The seizure lasted 25 minutes and she needed 2 lots of sedation. They immediately took her for a CT scan (there was some bulging on the side of her head) and returned her to HDU. Fortunately the scan came back clear - no fluids, swellings or blood clots. The bulge was the collection of fluid between the skin and skull which would have been kept under control if she had kept her bandage on! They did need to keep an eye on the bulge but it got smaller over the next few days. She had had what was called a focal seizure - a risk of any brain damage, and her brain is damaged on the left hand side. The seizures take place on the other side of the body. We were warned that she would be drowsy for a while and would have quite a hangover, not just from the seizure but also from the drugs. Another night in HDU.

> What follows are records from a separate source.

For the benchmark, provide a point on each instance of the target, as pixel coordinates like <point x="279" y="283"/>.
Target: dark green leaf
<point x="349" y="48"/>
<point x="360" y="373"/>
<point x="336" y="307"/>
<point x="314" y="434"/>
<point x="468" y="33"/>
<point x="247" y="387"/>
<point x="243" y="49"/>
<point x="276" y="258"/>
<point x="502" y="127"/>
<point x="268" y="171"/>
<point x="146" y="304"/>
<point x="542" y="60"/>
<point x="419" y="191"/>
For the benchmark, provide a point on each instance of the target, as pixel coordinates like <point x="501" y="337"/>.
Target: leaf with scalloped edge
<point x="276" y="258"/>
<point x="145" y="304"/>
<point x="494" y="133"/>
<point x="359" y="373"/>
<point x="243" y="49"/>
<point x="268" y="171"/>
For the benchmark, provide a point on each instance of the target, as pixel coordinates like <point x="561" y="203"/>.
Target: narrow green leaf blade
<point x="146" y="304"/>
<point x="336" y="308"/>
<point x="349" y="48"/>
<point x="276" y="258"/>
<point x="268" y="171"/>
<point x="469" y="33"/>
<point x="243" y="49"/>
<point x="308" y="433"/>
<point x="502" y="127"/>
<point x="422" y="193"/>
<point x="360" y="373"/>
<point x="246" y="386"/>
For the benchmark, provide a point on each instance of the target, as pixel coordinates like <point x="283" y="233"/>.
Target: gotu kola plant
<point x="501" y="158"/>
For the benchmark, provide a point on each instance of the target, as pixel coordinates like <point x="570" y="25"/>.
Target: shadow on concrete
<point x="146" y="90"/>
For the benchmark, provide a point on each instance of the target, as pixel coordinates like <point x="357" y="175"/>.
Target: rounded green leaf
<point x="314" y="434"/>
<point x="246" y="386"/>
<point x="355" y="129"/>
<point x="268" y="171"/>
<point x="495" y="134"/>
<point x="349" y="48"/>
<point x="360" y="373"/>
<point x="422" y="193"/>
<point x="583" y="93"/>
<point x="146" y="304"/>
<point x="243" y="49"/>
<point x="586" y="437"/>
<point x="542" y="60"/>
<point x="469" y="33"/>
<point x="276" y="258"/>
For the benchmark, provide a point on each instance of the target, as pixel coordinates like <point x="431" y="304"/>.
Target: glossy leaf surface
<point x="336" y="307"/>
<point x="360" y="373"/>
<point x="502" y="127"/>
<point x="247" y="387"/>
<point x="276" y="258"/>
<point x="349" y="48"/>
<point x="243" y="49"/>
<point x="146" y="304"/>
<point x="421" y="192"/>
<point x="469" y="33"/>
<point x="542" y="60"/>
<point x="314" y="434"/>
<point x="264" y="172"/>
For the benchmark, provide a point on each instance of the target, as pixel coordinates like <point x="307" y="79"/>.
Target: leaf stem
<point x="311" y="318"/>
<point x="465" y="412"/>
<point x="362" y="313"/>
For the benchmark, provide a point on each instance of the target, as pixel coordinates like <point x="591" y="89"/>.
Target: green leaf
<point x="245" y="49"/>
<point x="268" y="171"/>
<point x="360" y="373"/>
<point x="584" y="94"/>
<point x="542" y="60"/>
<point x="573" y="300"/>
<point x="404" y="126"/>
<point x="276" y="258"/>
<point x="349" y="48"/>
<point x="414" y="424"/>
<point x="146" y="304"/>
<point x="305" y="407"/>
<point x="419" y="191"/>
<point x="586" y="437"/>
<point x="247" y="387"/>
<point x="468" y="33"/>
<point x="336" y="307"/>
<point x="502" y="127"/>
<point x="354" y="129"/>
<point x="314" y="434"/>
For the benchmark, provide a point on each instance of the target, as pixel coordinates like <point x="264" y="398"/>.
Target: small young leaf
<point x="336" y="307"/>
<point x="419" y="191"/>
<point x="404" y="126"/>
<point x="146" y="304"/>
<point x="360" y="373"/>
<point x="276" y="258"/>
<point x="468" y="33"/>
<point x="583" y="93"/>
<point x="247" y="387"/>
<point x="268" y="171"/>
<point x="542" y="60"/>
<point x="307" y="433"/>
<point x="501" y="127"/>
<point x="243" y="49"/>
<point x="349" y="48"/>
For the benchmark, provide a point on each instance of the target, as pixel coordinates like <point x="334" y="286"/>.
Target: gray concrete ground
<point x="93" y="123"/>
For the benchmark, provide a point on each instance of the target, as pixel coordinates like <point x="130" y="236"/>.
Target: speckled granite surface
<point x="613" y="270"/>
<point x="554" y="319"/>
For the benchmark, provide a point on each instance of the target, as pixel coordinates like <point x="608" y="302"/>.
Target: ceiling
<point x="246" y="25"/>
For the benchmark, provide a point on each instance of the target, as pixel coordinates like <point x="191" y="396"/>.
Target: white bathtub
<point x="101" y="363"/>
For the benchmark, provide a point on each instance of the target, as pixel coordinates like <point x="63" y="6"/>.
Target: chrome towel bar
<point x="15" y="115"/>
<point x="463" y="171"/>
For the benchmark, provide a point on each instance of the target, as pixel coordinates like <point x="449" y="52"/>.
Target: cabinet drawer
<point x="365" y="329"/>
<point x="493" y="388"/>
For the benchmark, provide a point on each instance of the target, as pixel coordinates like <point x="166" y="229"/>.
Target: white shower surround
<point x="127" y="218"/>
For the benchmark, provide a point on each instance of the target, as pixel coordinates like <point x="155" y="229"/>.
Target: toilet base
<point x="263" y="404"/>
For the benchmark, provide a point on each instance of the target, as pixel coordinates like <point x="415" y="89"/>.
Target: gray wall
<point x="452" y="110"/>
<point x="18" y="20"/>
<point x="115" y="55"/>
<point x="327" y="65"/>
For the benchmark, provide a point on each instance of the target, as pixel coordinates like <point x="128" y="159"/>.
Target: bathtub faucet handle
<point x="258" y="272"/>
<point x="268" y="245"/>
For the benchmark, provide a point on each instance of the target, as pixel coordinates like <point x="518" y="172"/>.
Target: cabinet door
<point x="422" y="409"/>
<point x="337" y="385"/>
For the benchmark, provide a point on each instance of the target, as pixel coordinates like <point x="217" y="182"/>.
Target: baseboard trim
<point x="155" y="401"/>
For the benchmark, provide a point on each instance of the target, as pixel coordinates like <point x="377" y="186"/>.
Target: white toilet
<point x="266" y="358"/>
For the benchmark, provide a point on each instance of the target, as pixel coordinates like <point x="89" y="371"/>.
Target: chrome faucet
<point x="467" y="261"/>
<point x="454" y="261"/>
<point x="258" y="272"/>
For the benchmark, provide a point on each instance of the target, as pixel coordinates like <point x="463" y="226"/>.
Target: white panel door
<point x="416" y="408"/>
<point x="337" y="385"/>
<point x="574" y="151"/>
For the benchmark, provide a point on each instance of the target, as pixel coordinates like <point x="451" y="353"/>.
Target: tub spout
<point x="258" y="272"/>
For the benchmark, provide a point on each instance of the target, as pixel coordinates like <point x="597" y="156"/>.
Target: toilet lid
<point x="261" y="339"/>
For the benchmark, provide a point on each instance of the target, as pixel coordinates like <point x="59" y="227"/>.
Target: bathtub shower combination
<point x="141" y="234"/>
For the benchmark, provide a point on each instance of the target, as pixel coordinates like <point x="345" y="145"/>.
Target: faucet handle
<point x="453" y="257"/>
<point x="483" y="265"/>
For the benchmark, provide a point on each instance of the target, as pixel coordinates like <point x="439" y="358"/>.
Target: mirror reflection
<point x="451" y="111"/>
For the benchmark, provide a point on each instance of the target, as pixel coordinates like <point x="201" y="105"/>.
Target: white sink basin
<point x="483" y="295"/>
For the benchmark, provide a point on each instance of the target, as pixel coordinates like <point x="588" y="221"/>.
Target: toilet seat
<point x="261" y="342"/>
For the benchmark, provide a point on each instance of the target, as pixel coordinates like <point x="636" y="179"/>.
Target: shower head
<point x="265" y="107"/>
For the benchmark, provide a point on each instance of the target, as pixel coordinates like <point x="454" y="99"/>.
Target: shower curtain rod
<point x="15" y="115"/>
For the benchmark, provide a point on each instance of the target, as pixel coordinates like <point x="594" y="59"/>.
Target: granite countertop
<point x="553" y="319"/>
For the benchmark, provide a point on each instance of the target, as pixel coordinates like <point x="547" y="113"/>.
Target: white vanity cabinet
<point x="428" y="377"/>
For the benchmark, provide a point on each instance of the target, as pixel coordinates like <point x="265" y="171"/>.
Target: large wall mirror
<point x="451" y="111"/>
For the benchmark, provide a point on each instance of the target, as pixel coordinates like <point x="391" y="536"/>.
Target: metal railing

Two days after the operation Millie was taken for an MRI to determine how much tumour had been removed. We couldn't believe it when they came back and said that it had all been removed. It meant we could start to concentrate on getting Millie fit and strong again. We still needed to wait for the histology results which would take 4-5 days. Again, the next few days are very vague. Millie was very weak to start with and unable even to sit herself up. But within a couple of days she was sitting in a highchair and feeding herself. A few days later and she was crawling, then she was up on her feet and walking with support. Her physical progress was incredible - nothing was going to hold her back.